Q. When we spoke in June after the first round, you told us that you were not against businesspeople and that you wanted to make alliances with medium and small businesses. But you told me that you were against CACIF [the main business chamber] for having “positioned itself as the underpinning of the economy of privilege.” You have had conversations with the employers’ association. How did those talks go?
A. There have been changes in CACIF management, there have been changes in the management of some chambers [of commerce], and we have had a conversation with them, in which… I would say that we are against the economy of privilege, and that we want a competitive economy. The economy of privilege is the economy in which the success of a group or company depends on the level of contact or political clout it has with a powerful politician, with a minister, and we are definitely against that. Now, in terms of economic development, we are finding that there are many things that we can agree on, provided that we do not fall into an economy of privilege. And we are very clear that our objective is to support small and medium businesses, which create the largest number of jobs in the country — 80%.
And that is what we have been working on. We have had meetings with the private sector along with peasant organizations [and] trade unions… We are working with everyone, because we are certain that the corrupt politicians who have colonized the system, who have attained a majority in the national Congress, who are going to remain in their positions in the justice system, are not going to disappear overnight... We have to reestablish a formula for governance that includes all sectors and politicians who oppose corruption. And we have had very good conversations with all sectors.
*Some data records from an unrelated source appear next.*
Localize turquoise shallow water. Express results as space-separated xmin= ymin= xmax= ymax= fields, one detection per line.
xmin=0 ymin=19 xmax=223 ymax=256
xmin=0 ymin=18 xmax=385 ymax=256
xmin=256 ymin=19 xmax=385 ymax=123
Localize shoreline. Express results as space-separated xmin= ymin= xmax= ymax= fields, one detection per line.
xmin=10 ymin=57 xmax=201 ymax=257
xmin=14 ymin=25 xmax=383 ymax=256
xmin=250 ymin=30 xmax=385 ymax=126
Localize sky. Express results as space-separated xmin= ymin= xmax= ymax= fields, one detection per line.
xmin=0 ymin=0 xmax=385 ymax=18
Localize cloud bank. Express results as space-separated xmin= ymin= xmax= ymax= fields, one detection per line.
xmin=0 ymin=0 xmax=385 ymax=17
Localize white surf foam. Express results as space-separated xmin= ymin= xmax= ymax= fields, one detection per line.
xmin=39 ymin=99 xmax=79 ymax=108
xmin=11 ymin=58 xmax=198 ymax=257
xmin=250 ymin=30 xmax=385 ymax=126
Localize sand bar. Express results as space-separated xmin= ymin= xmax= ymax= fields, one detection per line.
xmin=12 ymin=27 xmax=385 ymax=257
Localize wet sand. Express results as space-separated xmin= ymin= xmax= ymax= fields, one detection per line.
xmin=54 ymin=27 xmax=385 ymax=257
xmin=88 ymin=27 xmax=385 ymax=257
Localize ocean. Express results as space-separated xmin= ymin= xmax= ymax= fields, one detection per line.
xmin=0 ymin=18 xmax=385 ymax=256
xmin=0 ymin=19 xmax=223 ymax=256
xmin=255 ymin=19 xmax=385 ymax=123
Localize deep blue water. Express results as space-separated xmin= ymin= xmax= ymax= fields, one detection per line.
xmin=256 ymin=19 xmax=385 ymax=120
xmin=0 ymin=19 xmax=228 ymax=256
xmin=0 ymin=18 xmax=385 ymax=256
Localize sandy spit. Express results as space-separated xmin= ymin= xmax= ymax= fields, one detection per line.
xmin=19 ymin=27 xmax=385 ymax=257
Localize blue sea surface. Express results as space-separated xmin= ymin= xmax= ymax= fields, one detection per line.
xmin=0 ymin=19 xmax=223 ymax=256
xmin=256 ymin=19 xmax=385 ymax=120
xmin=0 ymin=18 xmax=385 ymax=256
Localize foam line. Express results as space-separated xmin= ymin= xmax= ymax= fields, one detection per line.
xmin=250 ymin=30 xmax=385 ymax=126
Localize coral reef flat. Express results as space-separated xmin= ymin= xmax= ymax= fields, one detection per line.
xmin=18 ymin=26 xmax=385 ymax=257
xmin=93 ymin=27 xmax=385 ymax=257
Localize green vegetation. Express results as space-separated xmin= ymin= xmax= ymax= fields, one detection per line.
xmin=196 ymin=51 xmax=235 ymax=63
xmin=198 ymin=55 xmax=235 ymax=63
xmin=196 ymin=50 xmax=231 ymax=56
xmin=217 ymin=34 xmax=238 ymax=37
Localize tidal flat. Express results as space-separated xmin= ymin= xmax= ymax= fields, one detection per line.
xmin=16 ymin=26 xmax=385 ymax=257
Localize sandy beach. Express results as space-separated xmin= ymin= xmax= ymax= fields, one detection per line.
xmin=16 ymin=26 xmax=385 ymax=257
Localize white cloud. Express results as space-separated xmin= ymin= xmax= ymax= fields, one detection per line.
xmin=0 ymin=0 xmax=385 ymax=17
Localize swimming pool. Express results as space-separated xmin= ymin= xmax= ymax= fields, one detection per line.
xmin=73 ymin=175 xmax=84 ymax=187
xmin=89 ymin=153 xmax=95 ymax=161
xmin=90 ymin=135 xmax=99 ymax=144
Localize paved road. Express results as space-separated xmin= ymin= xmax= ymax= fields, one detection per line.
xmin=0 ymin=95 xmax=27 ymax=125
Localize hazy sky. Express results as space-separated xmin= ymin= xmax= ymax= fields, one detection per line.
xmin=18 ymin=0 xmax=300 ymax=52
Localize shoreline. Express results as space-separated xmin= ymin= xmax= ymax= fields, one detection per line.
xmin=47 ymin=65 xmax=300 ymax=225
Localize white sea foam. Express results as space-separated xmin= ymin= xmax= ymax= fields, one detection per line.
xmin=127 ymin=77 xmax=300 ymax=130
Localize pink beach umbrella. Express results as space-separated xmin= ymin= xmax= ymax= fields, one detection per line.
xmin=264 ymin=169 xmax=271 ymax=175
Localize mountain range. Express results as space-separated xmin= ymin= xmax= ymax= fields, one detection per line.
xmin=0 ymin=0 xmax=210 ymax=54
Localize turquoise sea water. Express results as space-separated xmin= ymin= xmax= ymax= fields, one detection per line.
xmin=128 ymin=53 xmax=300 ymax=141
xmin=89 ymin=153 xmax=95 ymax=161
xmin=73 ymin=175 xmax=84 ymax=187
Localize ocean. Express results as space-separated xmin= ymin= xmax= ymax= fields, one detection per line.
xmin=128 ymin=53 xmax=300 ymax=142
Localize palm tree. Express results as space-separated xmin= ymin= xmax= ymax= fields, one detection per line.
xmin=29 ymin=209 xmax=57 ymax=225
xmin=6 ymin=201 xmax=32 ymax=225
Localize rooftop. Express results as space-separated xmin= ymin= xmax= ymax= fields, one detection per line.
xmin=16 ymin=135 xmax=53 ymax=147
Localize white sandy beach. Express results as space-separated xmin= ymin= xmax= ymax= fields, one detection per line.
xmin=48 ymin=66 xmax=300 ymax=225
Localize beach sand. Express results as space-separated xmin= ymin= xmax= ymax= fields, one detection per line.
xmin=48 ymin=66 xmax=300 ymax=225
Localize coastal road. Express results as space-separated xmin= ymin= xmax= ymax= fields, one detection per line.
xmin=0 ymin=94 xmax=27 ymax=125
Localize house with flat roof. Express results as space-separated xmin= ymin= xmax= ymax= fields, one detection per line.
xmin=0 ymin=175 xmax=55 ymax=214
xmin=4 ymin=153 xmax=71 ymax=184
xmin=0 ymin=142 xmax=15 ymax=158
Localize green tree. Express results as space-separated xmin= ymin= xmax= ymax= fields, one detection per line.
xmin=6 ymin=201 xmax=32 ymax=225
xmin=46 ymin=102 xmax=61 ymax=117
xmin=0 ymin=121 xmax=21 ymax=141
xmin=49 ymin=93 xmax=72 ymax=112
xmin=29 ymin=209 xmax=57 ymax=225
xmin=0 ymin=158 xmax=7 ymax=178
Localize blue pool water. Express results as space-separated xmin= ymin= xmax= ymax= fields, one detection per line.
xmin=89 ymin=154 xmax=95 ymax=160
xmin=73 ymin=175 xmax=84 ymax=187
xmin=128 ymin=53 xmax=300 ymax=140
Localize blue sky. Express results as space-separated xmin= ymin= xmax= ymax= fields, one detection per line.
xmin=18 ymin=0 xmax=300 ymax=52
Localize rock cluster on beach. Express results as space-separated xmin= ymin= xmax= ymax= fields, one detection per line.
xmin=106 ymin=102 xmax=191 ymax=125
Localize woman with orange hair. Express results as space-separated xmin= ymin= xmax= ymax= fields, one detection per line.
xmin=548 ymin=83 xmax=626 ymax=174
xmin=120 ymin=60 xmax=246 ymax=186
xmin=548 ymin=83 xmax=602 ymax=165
Q. What would Bernardo Arévalo’s government bring to Central America? Who would you try to work more closely with in the region to strengthen the governance that is so lacking?
A. There are different issues in the region. One issue relates to the possibility of moving toward political integration, which has been broached since the origins of the Central American integration process. And there, we see that the path for that is closed off for the foreseeable future. It is not possible to move forward with a dictatorship like the one in Nicaragua in our midst. It is as simple as that, period. That means that we have to work at another level. We can move forward at the technical levels of integration, the integration of economies, of nations, of people. There is a lot of room there to reform integration’s institutional framework, to remove barriers and begin to build bridges [in anticipation of] the time when the political scenario can move forward.
We also intend to have the best framework for relations with the countries we share a border with. Because we have a common and joint task… With that clarity of purpose, we will work constructively on the issues that unite us, common problems and opportunities that we can work on and move forward on. We will not sacrifice our principles… Furthermore, we will expand and develop relations with all countries that feel comfortable working with a country that will not renounce the defense of democracy and the defense of human rights in its foreign policy.